While being a school board member comes with many obligations, the position of president or chair comes with heightened responsibilities. Chairs often are called upon to be the official spokesperson to the media to ensure that the board speaks with a unified voice. Board chairs work closely with their superintendents to set the tone for the leadership team. Chairs and superintendents set meeting agendas, and chairs preside over meetings, keeping order and making sure discussions stay focused on the set agenda.

Photo of a table with microphones

These tips for school board presidents or chairs grew out of a similar list I created to help provide orientation for school board members. I have worked for the New York State School Boards and the Connecticut Association of Boards of Education for over 40 years. I hope this list is useful for new chairs and that it can serve as a good reminder for those who have been chairs for much longer. It also can help new board members understand the role of the chair. 

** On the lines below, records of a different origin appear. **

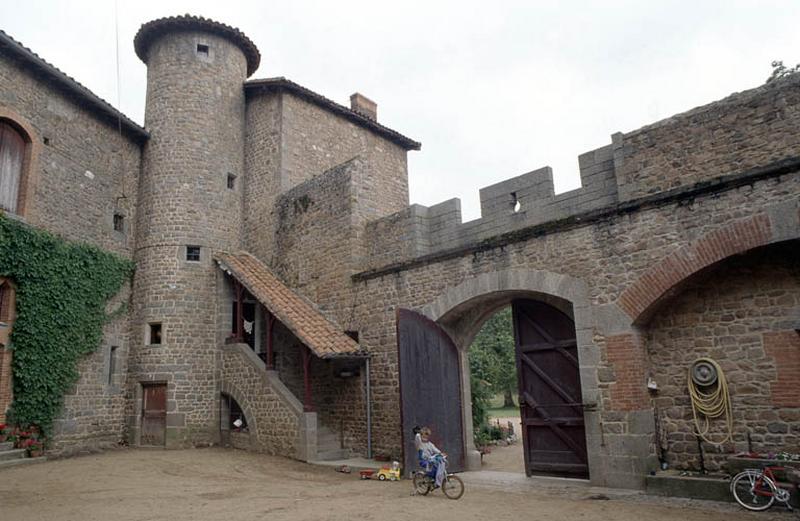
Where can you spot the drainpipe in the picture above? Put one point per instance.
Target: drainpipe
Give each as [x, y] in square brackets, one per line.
[369, 410]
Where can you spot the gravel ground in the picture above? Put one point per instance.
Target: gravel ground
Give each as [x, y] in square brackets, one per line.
[211, 484]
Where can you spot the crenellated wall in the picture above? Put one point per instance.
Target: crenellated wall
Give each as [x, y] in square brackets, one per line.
[420, 230]
[725, 138]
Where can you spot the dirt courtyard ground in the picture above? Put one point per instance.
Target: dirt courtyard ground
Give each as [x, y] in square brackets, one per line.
[220, 484]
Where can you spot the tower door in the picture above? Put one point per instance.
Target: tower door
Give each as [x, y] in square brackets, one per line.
[553, 435]
[430, 388]
[154, 414]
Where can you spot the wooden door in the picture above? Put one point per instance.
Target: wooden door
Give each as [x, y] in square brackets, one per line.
[430, 388]
[553, 434]
[154, 414]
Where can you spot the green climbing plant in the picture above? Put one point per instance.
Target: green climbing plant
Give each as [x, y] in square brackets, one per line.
[62, 290]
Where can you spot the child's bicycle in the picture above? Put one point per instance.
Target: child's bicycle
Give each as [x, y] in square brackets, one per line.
[425, 481]
[757, 489]
[452, 486]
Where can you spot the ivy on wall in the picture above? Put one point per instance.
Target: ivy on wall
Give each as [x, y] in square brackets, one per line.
[62, 290]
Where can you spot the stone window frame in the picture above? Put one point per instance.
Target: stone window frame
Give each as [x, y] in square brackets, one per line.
[111, 365]
[7, 301]
[207, 55]
[183, 252]
[29, 174]
[148, 328]
[118, 217]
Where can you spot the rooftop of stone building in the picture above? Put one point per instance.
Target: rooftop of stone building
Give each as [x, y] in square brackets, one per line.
[28, 59]
[154, 29]
[281, 83]
[299, 315]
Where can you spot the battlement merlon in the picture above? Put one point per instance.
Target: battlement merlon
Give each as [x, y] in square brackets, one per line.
[744, 131]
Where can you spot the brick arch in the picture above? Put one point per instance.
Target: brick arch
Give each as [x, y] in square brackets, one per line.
[233, 392]
[33, 142]
[659, 281]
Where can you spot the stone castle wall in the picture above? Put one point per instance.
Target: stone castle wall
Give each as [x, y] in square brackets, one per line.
[291, 141]
[82, 172]
[740, 133]
[744, 313]
[195, 114]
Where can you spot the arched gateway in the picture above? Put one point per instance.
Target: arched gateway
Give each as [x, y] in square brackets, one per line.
[433, 387]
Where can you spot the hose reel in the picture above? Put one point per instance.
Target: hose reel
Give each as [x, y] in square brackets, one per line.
[708, 390]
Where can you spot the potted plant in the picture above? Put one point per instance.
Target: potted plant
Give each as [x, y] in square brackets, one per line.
[33, 446]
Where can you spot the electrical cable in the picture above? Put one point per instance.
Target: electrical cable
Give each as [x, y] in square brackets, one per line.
[713, 404]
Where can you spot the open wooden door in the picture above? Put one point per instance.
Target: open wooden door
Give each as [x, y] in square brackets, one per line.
[553, 434]
[430, 388]
[154, 414]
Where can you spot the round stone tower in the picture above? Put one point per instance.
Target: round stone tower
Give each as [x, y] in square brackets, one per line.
[190, 205]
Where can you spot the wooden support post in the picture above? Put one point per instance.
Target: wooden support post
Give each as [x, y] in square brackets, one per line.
[270, 361]
[308, 405]
[239, 291]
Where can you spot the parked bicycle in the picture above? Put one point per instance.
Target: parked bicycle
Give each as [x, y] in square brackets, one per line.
[757, 489]
[452, 486]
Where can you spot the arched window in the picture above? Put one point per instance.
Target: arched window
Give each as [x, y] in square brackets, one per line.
[12, 154]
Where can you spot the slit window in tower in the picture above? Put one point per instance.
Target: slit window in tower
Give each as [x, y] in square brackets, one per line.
[193, 253]
[119, 222]
[155, 333]
[112, 364]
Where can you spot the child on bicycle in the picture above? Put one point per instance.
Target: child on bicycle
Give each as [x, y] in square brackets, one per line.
[430, 457]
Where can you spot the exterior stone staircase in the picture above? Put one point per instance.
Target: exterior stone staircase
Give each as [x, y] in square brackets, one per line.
[11, 457]
[329, 447]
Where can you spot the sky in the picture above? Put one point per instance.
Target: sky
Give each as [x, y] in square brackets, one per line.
[492, 89]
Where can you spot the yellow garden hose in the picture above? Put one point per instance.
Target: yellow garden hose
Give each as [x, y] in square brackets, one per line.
[710, 405]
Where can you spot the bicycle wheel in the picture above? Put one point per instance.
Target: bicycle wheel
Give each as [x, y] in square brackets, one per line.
[453, 487]
[753, 490]
[422, 485]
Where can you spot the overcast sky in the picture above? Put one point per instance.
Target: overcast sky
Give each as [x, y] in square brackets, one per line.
[491, 91]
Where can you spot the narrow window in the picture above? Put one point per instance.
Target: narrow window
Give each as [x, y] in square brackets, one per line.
[5, 303]
[12, 148]
[155, 333]
[193, 253]
[112, 364]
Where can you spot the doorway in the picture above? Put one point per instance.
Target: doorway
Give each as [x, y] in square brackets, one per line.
[154, 414]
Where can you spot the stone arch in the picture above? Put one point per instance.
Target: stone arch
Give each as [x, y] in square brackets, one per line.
[241, 399]
[777, 223]
[461, 310]
[33, 142]
[477, 298]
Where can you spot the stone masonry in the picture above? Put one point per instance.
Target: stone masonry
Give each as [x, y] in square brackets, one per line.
[681, 242]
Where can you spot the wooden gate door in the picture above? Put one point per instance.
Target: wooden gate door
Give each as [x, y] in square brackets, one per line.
[154, 414]
[553, 434]
[430, 388]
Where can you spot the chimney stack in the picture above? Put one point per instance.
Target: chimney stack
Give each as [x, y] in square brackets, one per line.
[364, 106]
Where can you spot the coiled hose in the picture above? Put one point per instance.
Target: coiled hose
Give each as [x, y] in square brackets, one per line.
[712, 404]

  • Focus your board on student achievement and continuing growth, the primary mission of all school boards.
  • Put your students’ needs first. Be true to your district’s mission.
  • Help set a “professional” culture with your fellow board members. Have high expectations of them. They should know their roles and responsibilities, as should you.
  • Ensure that your decisions and those of your fellow board members are based on the needs of your students, not party affiliation or political ideology.
  • Remind other board members that the board represents ALL the children in the district, not just those whose parents voted for them.
  • Be a great role model: The eyes of the district and the media are on you. Use “we” rather than “I.”
  • Know your roles and responsibilities as chair, including how to handle public comments. Use the gavel sparingly and only as necessary.
  • Develop a strong relationship with your superintendent.
  • Know where your board members are coming from. Understand why they got on the board. Their interests and concerns will drive their actions and will help provide a roadmap for progress.
  • Communicate often and honestly with other members of the board and the superintendent but be mindful of your state’s sunshine laws. Informal one-to-one conversations, away from the board table, are best for building relationships.
  • Inspire others with your empathy, caring, and understanding. Walking in someone else’s shoes can give you a completely different perspective and helps build trust.
  • Strengthen your board’s image. Conduct yourself with respect and civility. Be appropriately humble.
  • Let others shine, whether board members, superintendent, or other staff.
  • Dale Carnegie told us, “A person’s name is to that person, the sweetest and most important sound in any language.” Use board members’ names in addressing them. Remember that everyone likes to see their name in print in a positive way.
  • Speak your piece, generally after other board members have said theirs, without dominating the conversation. Actively listen to others speak their pieces.
  • When confronted by a mistake, whether by another board member or someone else, generally assume incompetence rather than malfeasance. Your first reaction should be to give the benefit of the doubt.
  • Never criticize others in public but be willing to privately speak to board members and others to help them better understand how to work as part of the governance team. Be inclusive, rather than exclusive, with all board members.
  • Pick your battles. Often others just want to vent and will feel validated by someone else listening.
  • Apologize when you know you should.
  • Be aware of your own implicit biases. We all have them.
  • Don’t expect every vote to be unanimous. If they were, we would need only one board member. Dissent and slow, thoughtful discussion can spur better decision-making.
  • Encourage your board to take advantage of professional development opportunities. Board members need to be lifetime learners to keep up with educational issues, trends, and events.
  • Do not try to solve every problem you hear about and help other board members follow your example. Explaining that there is a chain of command should be board members’ mantra.
  • Follow the money. Your budget is your most important policy document.
  • Keep and use your sense of humor to defuse situations. Try not to take yourself too seriously.
  • Take time for yourself and your family. You need to recharge, too.
  • Lastly, focus on the big picture with optimism and think long term. Although this may be difficult in light of your current concerns, strong leaders are optimistic and build their legacies one step at a time.